Vaccines against gonorrhea: current status and future challenges

Abstract

Gonorrhea occurs at high incidence throughout the world and significantly impacts reproductive health and the spread of human immunodeficiency virus. Current control measures are inadequate and seriously threatened by the rapid emergence of antibiotic resistance. Progress on gonorrhea vaccines has been slow; however, recent advances justify significant effort in this area. Conserved vaccine antigens have been identified that elicit bactericidal antibodies and, or play key roles in pathogenesis that could be targeted by a vaccine-induced response. A murine genital tract infection model is available for systematic testing of antigens, immunization routes and adjuvants, and transgenic mice exist to relieve some host restrictions. Furthermore, mechanisms by which Neisseria gonorrhoeae avoids inducing a protective adaptive response are being elucidated using human cells and the mouse model. Induction of a Th1 response in mice clears infection and induces a memory response, which suggests Th1-inducing adjuvants may be key in vaccine-induced protection. Continued research in this area should include human testing and clinical studies to confirm or negate findings from experimental systems and to define protective host factors.

Keywords: Antibodies; Gonococcal antigens; Immune regulation; Immunity; Innate defenses; T cells.

Fig. 1. Mechanisms of interaction of N. gonorrhoeae with cells of the immune system

Gc can interact with various immune cells to elicit innate inflammatory responses and suppress Th1/Th2-mediated specific immune responses. (A) Phagocytosis by macrophages results in activation of NLRP3 inflammasomes, the production of IL-1 and activation of PMNs, and activation of cathepsin B, which leads to pyronecrosis of APC [33]. (B) Interactions with DCs lead to up-regulation of PDL-1 and PDL-2, which induce apoptosis of cells bearing PD1. This up-regulation also causes release of IL-10 [32], which has immunoregulatory properties and stimulates type 1 regulatory T cells (Tr1). (C) Interaction with CD4+ T helper cells (or B cells) induces secretion of IL-10, TGF-β, and IL-6 [37, 100]. IL-10 and TGF- suppress the activation of Th1 and Th2 cells both directly, and through the activation of Tr1 cells. TGF-β and IL-6 drive the development of Th17 cells which secrete IL-17 and IL-22, leading to the recruitment or induction of innate defenses such as PMNs and anti-microbial peptides. Gc is able to resist destruction by PMNs and anti-microbial peptides while concomitantly suppressing the development of adaptive immune responses such as Gc-specific antibodies that could enhance phagocytosis and intracellular killing by phagocytes and bacteriolysis through the classical complement pathway [101]. Not shown is the expansion of IgD(+),CD27(+) B cells in response to gonococcal infection, which may contribute to a localized non-specific antibody response without immunologic memory in response to N. gonorrhoeae [42], or Opa-mediated B cell suppression[39] or killing [40], which are discussed in the text.

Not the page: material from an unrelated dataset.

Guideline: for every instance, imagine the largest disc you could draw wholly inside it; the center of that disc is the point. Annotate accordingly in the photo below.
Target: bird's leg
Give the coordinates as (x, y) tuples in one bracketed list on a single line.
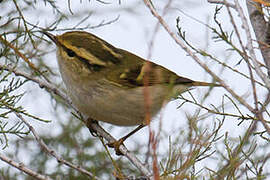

Fig. 2. Factors that may reduce susceptibility to gonorrhea

It is not understood why some individuals do not become infected following exposure to Gc. Differences in humoral (antibody, complement, antimicrobial peptides) or cellular factors (Th1 and Th17 cells, PMNs, macrophages) may affect the host’s ability to kill the organism or block infection. Polymorphisms in adherence or invasion receptors and innate immune receptors could also influence susceptibility to infection. In women, the stage of the reproductive cycle may affect host susceptibility based on well documented associations between positive culture rates and the estrogen-dominant phases of the menstrual cycle in women with gonorrhea [102, 103] and the temporal link between menses and the onset of pelvic inflammatory disease. The impact of reproductive hormones on susceptibility is also supported by differences in the kinetics of Gc colonization of normal and ovariectomized mice [104] and the effect of progesterone on Gc survival within cervical cells [105]. Potential soluble factors include complement components and antimicrobial peptides secreted by genital tract epithelial cells. Some commensal microbes may protect against Gc through competition for nutrients or adherence receptors, and the release of inhibitory factors. Reported associations between vaginal H₂O₂-producing lactobacilli and a reduced risk of gonorrhea [106] are countered by co-colonization studies in mice [107] and the demonstration that biofilms protect Gc from these commensals (Apicella, et al., 2012 IPNC abstract #0064). The vaginal microbiota of susceptible and uninfected women exposed to Gc could be comprehensively defined using modern genomic technology.